A MONTHLY JOURNAL OF MEDICINE AND SURGERY

Scientia et Veritas Sine Timore.

M. E. GAILLARD, (PUBLISHER.)

P. O. BOX 1124.

106 Fulton St., NEW YORK.

All business communications should be addressed to Gaillard's Medical Journal, P. O. Box 1124, New York. All editorial communications to Carter S. Cole, M.D., IOI W. 74th St., New York.

Articles for publication will be received with the understanding that they are contributed exclusively to this journal. Reprints will be furnished at actual cost, orders for which should accompany the manuscript. Authors of accepted articles may receive twelve copies of the issue in which they are published. Necessary illustrations will be furnished without expense to authors when suitable drawings or photographs are furnished.

EDITORIALS.

THE DEATH OF DR. ERNEST BRAND.

Although the chief object of the doctor's mission is to cure disease, therapeutics is a branch of medicine which seems to lag far behind all other branches in the march of progress.

It is, therefore, a sad office to record the departure from this life of a man who has made the most substantial additions to life-saving therapeutics in modern times.

The treatment of typhoid fever has passed through many phases, and、 is still the subject of earnest consideration, whenever practical physicians meet to discuss the chief problem of their daily lives. The expectant plan which resulted from the swinging of the pendulum in the opposite direction, after bloodletting and other depletive measures, held sway until the antipyretic theory pointed to high temperature as the chief lithol element. Then came Liebermeister's frequent cold baths and heroic doses of quinine, which improved the mortality statistics and elicited psalms of praise for the originator of this method. Then came those real antithermic agents, derived from coal tar, which bid fair to revolutionize typhoid fever management. If high temperature was the lithol element, we had a key to its suppression in these powerful antipyretics. How sadly we were disappointed is recorded in the history-book of every

hospital and graven in letters of sorrow in many a household.
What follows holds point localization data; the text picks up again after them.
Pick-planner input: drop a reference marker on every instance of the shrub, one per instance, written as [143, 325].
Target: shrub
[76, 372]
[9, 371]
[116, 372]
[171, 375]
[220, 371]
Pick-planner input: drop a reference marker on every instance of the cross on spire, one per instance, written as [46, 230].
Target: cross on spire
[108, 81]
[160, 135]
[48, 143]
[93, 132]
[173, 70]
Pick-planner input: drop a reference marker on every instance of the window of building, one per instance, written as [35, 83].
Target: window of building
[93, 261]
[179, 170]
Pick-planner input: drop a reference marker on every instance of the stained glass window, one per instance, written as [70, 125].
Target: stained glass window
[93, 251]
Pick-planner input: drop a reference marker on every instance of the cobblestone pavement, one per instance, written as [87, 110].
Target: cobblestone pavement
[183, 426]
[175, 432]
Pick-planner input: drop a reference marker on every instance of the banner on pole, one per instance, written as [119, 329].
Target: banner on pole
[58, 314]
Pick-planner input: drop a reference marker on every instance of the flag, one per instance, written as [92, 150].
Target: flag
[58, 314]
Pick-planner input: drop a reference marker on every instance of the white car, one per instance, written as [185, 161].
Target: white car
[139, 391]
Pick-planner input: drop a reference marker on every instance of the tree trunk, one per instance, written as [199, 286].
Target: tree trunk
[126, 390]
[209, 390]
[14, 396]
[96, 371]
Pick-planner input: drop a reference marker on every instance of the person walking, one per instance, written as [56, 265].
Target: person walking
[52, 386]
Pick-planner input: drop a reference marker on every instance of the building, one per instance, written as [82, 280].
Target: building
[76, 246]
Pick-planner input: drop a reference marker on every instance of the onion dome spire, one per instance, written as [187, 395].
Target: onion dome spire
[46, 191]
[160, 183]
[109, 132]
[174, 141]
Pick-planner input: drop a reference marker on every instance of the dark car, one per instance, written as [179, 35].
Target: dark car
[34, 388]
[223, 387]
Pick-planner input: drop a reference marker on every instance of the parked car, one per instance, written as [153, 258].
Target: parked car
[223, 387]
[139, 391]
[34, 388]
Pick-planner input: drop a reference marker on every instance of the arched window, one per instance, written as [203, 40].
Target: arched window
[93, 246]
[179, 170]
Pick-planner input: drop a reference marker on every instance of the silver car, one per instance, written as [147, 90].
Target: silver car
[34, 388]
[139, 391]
Then came the antiparasitic theory of treatment, in which we are now floundering, and from which we are likely to emerge wiser men. In the meantime one method survives and meets all the demands of the most advanced science-the methodical bath treatment. This was inaugurated by Ernest Brand in the sixties, and stands to-day-thanks to his bold, unswerving, ceaseless advocacy-unshaken, because it is clad in the panoply of clinical results of undisputable character, which defy the skeptic and scoffer alike.

That the Brand method has greatly diminished the mortality of typhoid fever was attested many years ago by Gottstadt, the director of the Imperial Statistical Bureau in Berlin, whose statement led the surgeon-general to recommend its adoption in the German Army.

It was again attested last fall by Prof. Gerhardt, when, in opening his course of lectures in the Berlin University, on "Prognosis," he dwelt upon the change wrought by Brand's method in the prognosis of typhoid fever, which was thereby reduced to one-fourth of its former mortality. Although the value of this systematic method is not yet fully recognized, chiefly because of the difficulty attending its execution and its seeming heroic character, the student of clinical medicine discerns clearly the great boon which Ernest Brand has conferred upon suffering mankind by laboring with heroic self-abnegation for the recognition of his simple and effective method.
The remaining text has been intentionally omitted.